Doc Watson became blind around the time he was one year old, the result of an eye infection. But Doc Watson did not allow blindness to restrict him. I gathered some notes about Doc Watson for Trial Balloon in May of 2010. They still apply.
He was an expert in flatpicking and fingerpicking guitar techniques. His influence among players of traditional and popular music is impossible to measure. Among his many honors, Doc received the National Medal of Arts from President Clinton in 1997.
But far greater gifts came from Doc’s father, who hand built a banjo for his 11 year old son. Watson told Fresh Air’s Terry Gross that his dad …
“… showed me a few of the old time frailing or clawhamer style banjo tunes. And one day he brought it to me and put it in my hands and said “son I want you to learn to play this real well. Some of these days we’ll get you a better one. It might help get you through the world.”

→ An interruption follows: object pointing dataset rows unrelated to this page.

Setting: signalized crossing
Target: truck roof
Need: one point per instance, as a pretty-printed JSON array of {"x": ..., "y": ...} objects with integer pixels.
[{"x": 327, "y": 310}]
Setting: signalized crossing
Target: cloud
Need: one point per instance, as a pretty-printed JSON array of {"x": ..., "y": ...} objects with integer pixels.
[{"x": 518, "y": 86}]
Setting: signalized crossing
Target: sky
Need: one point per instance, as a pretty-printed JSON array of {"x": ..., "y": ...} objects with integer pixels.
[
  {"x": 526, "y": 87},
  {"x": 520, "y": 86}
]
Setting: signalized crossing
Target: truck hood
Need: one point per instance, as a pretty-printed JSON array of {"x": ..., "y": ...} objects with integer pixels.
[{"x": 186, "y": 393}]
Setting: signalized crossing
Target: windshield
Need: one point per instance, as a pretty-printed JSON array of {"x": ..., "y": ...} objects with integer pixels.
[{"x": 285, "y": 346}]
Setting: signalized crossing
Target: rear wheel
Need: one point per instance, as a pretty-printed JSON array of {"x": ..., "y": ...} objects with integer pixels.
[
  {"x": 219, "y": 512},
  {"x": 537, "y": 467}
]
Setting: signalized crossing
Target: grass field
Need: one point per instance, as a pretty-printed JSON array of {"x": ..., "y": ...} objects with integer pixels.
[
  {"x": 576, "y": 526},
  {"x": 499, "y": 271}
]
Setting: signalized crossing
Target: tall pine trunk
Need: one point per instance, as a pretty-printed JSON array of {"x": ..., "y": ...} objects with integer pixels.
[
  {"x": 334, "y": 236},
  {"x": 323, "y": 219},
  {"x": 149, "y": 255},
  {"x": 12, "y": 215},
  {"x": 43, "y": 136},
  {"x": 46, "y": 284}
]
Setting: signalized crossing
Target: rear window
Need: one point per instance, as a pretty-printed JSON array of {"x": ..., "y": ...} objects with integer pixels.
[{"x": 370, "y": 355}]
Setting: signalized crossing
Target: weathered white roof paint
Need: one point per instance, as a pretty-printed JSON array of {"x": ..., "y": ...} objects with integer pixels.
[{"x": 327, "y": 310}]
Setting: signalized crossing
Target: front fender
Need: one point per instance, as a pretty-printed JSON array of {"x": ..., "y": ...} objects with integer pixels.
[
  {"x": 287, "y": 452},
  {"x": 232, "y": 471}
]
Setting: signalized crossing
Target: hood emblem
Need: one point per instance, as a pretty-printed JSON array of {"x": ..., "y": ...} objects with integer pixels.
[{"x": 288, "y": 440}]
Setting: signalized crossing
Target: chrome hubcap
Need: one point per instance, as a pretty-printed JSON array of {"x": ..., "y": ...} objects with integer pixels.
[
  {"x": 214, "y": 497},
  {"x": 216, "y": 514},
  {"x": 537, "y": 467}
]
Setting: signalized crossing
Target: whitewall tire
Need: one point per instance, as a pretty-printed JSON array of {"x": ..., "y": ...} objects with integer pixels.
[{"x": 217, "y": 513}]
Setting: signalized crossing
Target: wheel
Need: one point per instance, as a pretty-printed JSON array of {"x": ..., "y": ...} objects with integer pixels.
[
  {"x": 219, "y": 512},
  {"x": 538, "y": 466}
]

General Dixon Watson’s dedication to helping his son ‘get through the world’ led to another important moment. When Doc was 14 his father assigned him to do some work with a crosscut saw – a risk many of today’s hyper-protective parents wouldn’t take with their sighted children. Doc told an interviewer for “Bluegrass Unlimited” …
“He made me know that just because I was blind, certainly didn’t mean I was helpless.”
And it helped develop a useful skill. Doc and his younger brother cut and sold scrap wood to a local tannery to make some money. Doc used his share to buy his first mail order guitar from Sears Roebuck.
Years later, a music store proprietor in Boone, North Carolina offered to help Doc get a better guitar, a Martin D-18, by cutting the payments to five dollars a month.
As Doc told Terry Gross …
“At that time I was playing at the little fruit stand and a little bean market that they had at Boone and makin’ me a few shekels on Saturday. Havin’ a good time a pickin’. I paid for the guitar that summer. He got me that thing at his cost – and it cost ninety bucks. And I paid for it. Lord I was proud of that guitar. But in all truth, compared to my guitar now it was like frettin’ a fence. It was really hard to play.”
Doc Watson made the best of what he had to work with. If you didn’t already know the story you wouldn’t look at that early handmade banjo or the Sears mail order guitar and guess that a blind boy might pick them up and with time and talent, become a national treasure.
Watson also told Terry Gross in that interview that he considered leaving the road and the music business when his son Merle died in 1985, and would have if Merle hadn’t come to him in a dream and urged him to keep going. Good thing, or we’d have lost 27 years worth of music.
What talent or skill would you like to be able to practice all the way to the very end?